Sen. Bernie Sanders held a campaign rally Saturday at the cozy SEA/SEIU Local 1984 Hall in Concord, NH, which left some people wondering as they left: Why did he choose this place?
The venue was small and left very little in the form of free space. The room looked older and did not have many electrical plugs for the cameras. Many journalists were maneuvering around people to try and get the best shot.
In short, the event wasn’t the best but shows that no matter how much Sanders’ support grows, he’s trying to stay close to the root values of what got him popular.
Sanders has been fighting for the rights of unions for most of his political life. He was first elected to Congress in 1991 and his record shows hehas been staunchly pro-union. He boasts a AFL-CIO rating of 98 per cent, tied with Sen.
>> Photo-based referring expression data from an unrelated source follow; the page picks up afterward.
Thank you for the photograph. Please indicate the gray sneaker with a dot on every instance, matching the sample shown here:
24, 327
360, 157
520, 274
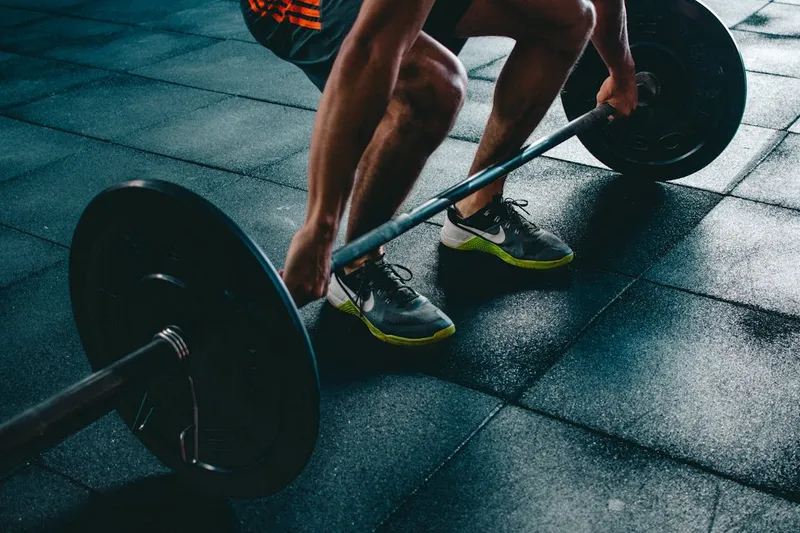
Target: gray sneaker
499, 229
394, 312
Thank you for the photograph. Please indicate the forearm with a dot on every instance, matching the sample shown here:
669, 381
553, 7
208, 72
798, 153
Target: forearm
353, 104
610, 36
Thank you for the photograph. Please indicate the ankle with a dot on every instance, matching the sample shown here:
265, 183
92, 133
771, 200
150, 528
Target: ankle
469, 206
358, 263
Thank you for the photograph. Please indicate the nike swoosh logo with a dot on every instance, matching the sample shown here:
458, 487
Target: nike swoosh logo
366, 306
497, 238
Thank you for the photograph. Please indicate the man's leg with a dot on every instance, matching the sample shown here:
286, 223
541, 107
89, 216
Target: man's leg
550, 35
429, 93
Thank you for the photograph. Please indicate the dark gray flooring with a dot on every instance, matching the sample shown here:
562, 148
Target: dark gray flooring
653, 385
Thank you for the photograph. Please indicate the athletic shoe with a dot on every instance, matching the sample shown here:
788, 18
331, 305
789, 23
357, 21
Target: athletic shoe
499, 229
394, 312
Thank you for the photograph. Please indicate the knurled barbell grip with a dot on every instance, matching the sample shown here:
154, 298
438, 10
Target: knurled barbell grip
48, 423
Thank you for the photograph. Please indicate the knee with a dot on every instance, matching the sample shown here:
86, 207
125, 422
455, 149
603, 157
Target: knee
580, 18
434, 90
568, 27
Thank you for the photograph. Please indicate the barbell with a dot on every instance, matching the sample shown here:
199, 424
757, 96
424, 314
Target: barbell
193, 337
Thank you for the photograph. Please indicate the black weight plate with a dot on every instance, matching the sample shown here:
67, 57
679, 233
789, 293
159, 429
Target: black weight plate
703, 89
150, 254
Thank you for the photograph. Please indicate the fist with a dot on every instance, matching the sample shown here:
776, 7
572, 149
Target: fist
620, 92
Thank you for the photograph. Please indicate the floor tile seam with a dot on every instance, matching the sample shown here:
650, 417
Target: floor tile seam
750, 30
151, 78
163, 120
29, 234
119, 144
178, 53
714, 508
141, 25
38, 461
128, 24
299, 107
35, 273
559, 353
744, 305
90, 490
409, 496
764, 202
13, 471
753, 164
784, 494
77, 86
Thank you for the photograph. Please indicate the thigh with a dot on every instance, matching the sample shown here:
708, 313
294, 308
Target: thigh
518, 19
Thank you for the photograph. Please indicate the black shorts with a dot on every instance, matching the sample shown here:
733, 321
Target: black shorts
309, 33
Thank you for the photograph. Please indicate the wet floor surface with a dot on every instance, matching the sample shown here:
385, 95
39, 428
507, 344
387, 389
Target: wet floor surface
653, 385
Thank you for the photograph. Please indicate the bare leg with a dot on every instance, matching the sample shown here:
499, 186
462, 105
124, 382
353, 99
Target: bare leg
429, 93
551, 35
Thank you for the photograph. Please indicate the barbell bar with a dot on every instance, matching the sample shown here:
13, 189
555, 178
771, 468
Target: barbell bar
193, 337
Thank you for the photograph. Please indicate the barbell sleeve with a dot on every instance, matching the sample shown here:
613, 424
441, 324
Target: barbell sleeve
403, 223
48, 423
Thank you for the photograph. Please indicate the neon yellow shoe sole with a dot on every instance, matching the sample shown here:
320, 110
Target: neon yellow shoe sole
477, 244
350, 308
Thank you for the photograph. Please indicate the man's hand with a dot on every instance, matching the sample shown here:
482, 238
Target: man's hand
308, 263
619, 91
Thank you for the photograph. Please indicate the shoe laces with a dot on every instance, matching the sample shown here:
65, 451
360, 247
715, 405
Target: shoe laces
388, 279
509, 212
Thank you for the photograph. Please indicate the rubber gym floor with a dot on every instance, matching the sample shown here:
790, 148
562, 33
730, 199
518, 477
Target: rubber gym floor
654, 385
Elizabeth Warren for the highest in the 2020 race.
Back in 1992, Sanders introduced a bill that would grant federal employees the same labour rights as workers in the private sector.
Since 2015, Sanders has been pushing for a $15 minimum wage for all workers. Since then, many other candidates have decided to adopt this same policy.
Last year, Sanders’ campaign was the first presidential campaign to unionize. It was an unusual step but one that was followed quickly by other parties.
In November 2019, Sanders was in New Hampshire he completed a New Hampshire Worker Appreciation Tour that includes a Labour Solidarity Dinner and Dance that included workers from over 62 different labour unions.
The next month, Sanders went back to New Hampshire to help rally with local workers who want improved wages and a fair contract. It was a part of Sanders three-day End Corporate Greed Tour in the state.
Sanders has had a connection to the state and its unions for a very long time so he is trying to maintain those connections as he works himself towards the Democratic nomination and some much larger stages.